MARTINI SAS CONCORDIA, DOPO LO SCIOPERO DI STAMATTINA L’AZIENDA SI IMPEGNA A PAGARE STIPENDI E A TROVARE UN NUOVO IMPRENDITORE

06 Nov 2017 fiom, martini sas, presidio, sciopero,

Sciopero stamattina dei lavoratori della Martini Sas di Concordia con presidio davanti ai cancelli (in foto) per chiedere garanzie sulla continuità produttiva e occupazionale, e sulla regolare corresponsione della mensilità di ottobre, vista l’incertezza in cui versa l’azienda.
La Martini Sas si trova, infatti, in concordato preventivo in continuità da luglio 2017.

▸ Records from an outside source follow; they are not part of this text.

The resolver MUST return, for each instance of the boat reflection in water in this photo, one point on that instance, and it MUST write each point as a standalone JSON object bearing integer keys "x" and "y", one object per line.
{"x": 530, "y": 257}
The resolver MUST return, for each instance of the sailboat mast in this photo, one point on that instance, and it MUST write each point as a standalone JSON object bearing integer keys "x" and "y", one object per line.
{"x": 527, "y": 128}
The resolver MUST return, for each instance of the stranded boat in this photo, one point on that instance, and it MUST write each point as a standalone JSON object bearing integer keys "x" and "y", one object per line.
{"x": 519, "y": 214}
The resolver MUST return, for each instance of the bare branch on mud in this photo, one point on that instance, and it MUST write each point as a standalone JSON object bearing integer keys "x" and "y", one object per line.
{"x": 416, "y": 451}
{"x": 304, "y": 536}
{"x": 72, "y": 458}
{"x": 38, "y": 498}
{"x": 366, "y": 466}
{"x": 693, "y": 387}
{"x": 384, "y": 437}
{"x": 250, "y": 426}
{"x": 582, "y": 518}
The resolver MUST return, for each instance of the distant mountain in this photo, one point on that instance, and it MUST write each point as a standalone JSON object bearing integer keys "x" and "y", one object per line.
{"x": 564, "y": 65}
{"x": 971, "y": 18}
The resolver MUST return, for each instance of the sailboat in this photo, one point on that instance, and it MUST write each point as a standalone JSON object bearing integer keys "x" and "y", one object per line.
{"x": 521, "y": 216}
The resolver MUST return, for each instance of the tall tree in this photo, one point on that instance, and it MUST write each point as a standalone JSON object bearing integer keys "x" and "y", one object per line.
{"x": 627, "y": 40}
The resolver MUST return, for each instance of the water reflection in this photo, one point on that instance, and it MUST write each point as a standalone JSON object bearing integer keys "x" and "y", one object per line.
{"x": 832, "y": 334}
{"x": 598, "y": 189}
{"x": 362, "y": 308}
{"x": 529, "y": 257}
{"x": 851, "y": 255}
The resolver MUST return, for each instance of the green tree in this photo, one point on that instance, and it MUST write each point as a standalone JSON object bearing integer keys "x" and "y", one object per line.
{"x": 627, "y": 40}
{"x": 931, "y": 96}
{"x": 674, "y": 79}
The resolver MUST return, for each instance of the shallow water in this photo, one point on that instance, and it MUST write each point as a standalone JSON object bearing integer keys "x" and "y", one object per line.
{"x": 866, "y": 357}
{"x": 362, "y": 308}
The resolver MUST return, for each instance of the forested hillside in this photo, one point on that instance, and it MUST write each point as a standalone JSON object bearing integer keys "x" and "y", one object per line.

Nell’incontro dei sindacati svolto la settimana scorsa in Confindustria con i consulenti dell’azienda non erano emerse garanzie sia sul pagamento degli stipendi che sulla prospettiva produttiva dello stabilimento.
Per questo venerdì scorso i sindacati Fiom/Cgil e Fim/Cisl, insieme ai lavoratori riuniti in assemblea, hanno proclamato lo sciopero ad oltranza a partire dalla giornata odierna.
Contemporaneamente, Fiom e Fim nello stesso pomeriggio di venerdì avevano subito inoltrato richiesta alle istituzioni – al Comune di Concordia e all’assessorato alle politiche del Lavoro della Regione Emilia Romagna – per convocare quanto prima un tavolo di crisi con le parti, per avere garanzie sul sito e per i 66 lavoratori coinvolti.
Stamattina durante il presidio del primo giorno di sciopero, il consulente dell’azienda ha ricevuto i sindacalisti di Fiom e Fim e ha garantito il regolare pagamento dello stipendio del mese di ottobre come da normale scadenza entro il 10 novembre.
“Ha anche garantito – spiega Alessandro Cambi della Fiom/Cgil – l’interesse di un soggetto imprenditoriale estero, interessato a dare continuità produttiva allo stabilimento e per questa ragione ha detto di aver presentato in data 30.10.17 richiesta di proroga dei termini del concordato per altri 60 giorni”.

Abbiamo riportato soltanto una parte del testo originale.